Intensyfikacja wspomnianych ataków sprawiła, że Izrael zaczął informować o rozważaniu ofensywy na Liban. Mówił o tym m.in. szef izraelskiego Ministerstwa Obrony Narodowej, Joaw Galant w rozmowie z wysłannikiem Białego Domu, Amosem Hochsteinem.

Na możliwą eskalację zwracały również uwagę media z Irlandii, czyli kraju, który – jak zostało wcześniej wspomniane - w kontekście misji w Libanie ma dla nas szczególnie istotne znaczenie. Zdaniem podpułkownika Stephena’a Mac Eoina, ani Hezbollah, ani Izrael nie skorzystały jeszcze z pełni możliwości swoich wojsk, a to miałoby świadczyć o rosnącej szansie na większy konflikt zbrojny.

Co zrobi Polska?

W odpowiedzi przesłanej naszej redakcji, Oddział Komunikacji Społecznej Dowództwa Operacyjnego Rodzajów Sił Zbrojnych potwierdził, że doszło do eskalacji konfliktu w rejonie misji. Jednocześnie zostaliśmy poinformowani, że „każdorazowe incydenty mogące mieć wpływ na bezpieczeństwo PKW UNIFIL meldowane są w ramach obowiązujących w SZ RP systemów meldunkowych”.

Reklama

„Ze względu na występujące zagrożenie, obszar Republiki Libańskiej na południe od rzeki Litanii został uznany za strefę działań wojennych” – czytamy w odpowiedzi, powołującej się na obwieszczenie MSZ z 6 grudnia 2023 r. w sprawie uznania rejonu działania Polskiego Kontyngentu Wojskowego w ramach Tymczasowych Sił Organizacji Narodów Zjednoczonych w Republice Libańskiej ze strefę działań wojennych.

Zobacz też

Czy w obecnej sytuacji zmianie ulegają zadania postanowione Polsce w ramach UNIFIL? Niekoniecznie. Według odpowiedzi DORSZ, „eskalacja konfliktu w rejonie misji ONZ UNIFIL nie wpłynęła na realizację zadań mandatowych”.

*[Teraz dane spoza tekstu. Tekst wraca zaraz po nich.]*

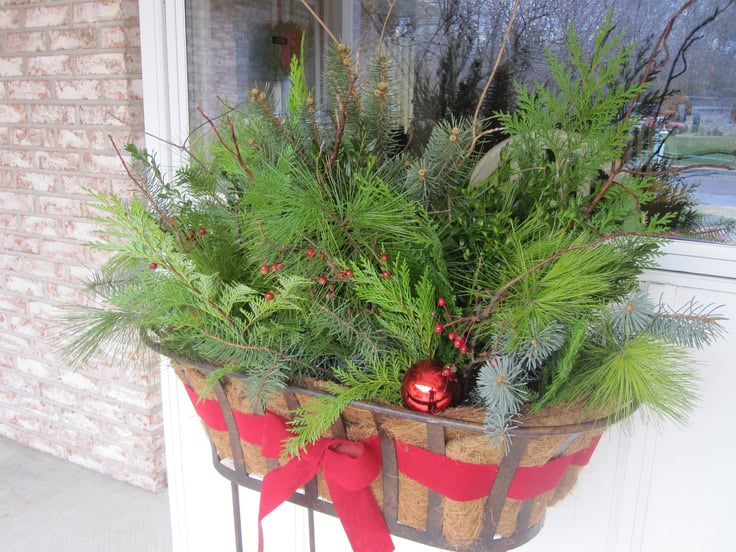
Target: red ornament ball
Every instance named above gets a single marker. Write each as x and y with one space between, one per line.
428 387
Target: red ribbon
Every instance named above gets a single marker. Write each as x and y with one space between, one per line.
350 467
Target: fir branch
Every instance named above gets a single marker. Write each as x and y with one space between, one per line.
693 325
476 115
313 420
234 151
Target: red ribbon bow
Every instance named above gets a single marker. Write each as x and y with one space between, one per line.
349 467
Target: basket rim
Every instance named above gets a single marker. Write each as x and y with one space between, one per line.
439 420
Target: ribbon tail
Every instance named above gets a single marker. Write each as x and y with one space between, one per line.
361 518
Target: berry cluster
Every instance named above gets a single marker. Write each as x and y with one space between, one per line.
458 340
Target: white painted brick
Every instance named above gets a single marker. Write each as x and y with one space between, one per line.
28 90
9 19
41 226
39 267
11 66
140 398
15 380
23 286
50 65
16 201
103 409
78 89
25 42
46 16
101 64
44 445
33 367
20 243
72 39
21 419
111 452
78 420
39 137
12 114
59 394
96 12
14 342
77 380
55 205
12 432
151 421
83 459
39 407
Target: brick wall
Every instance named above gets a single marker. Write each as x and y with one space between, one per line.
70 77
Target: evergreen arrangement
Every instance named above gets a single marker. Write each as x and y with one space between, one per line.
315 243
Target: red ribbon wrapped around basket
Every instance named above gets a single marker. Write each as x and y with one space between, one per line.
350 467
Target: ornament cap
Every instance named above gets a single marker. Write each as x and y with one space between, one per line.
429 386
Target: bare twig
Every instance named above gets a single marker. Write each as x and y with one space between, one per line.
479 105
320 21
234 152
391 5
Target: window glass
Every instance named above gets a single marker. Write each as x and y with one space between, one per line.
443 52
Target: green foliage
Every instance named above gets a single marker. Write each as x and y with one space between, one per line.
564 135
379 381
309 244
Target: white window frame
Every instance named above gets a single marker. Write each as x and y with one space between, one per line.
199 497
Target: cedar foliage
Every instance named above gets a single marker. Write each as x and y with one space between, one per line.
311 245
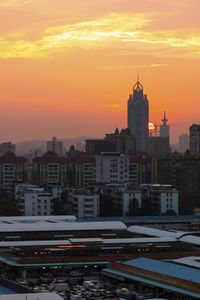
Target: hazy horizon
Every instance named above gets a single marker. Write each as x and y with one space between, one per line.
67 67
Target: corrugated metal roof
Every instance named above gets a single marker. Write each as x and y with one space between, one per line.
34 243
62 226
154 232
139 240
166 268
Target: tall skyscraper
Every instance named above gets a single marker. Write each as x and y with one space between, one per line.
164 128
195 138
183 142
138 117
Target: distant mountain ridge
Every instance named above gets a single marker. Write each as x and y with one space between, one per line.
23 148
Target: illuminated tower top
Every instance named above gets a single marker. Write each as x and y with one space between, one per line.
165 119
138 117
164 128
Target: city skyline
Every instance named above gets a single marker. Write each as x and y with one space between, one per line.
65 67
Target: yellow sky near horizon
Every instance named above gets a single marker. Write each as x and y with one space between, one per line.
67 67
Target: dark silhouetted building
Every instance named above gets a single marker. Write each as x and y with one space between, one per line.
195 138
158 144
183 142
123 142
7 147
180 170
138 117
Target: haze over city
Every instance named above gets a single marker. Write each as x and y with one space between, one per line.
67 68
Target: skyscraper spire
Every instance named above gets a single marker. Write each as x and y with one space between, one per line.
165 119
164 128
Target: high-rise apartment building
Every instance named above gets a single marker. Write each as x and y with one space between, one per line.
55 146
7 147
138 117
164 128
183 142
12 171
112 168
50 169
195 138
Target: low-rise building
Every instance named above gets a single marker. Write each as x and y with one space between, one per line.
12 170
112 167
32 200
163 197
83 204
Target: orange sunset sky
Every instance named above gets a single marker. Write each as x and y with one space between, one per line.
67 66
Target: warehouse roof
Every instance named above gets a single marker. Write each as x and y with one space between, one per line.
166 268
62 226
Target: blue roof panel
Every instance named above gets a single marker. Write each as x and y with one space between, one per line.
162 267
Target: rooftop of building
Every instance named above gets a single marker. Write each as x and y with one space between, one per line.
165 268
51 224
10 157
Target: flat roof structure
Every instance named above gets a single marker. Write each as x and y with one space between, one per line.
165 268
35 219
34 296
61 226
140 240
155 232
191 261
170 276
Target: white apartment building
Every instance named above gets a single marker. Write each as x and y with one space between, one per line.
128 196
83 204
32 200
112 167
163 197
12 170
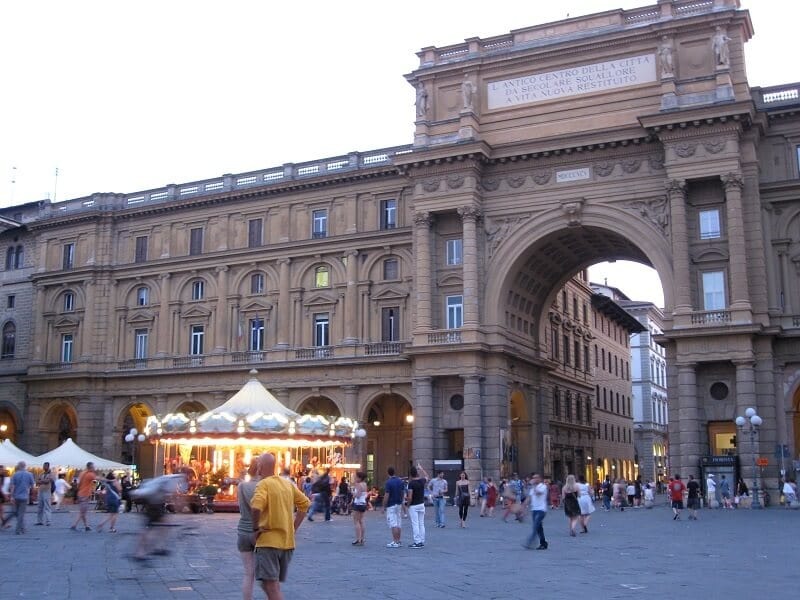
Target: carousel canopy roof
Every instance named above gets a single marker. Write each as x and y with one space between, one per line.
252 413
10 455
69 454
251 399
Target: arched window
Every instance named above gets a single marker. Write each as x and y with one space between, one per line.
9 340
321 277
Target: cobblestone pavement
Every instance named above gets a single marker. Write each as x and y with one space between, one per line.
725 554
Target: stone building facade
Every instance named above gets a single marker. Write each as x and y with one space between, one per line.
411 286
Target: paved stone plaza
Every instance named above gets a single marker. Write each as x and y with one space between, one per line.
726 554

Przy okazji tego wątku powstaje pytanie dotyczące ewentualnego wycofania PKW z misji. W jakiej sytuacji mogłoby dojść do takiej sytuacji? Jak czytamy na stronie Wojska Polskiego, będzie to uzależnione od „rozwoju i poprawy sytuacji bezpieczeństwa w regionie i Libanie”, a ostateczna decyzja ma być podjęta na szczeblach polityczno-wojskowych.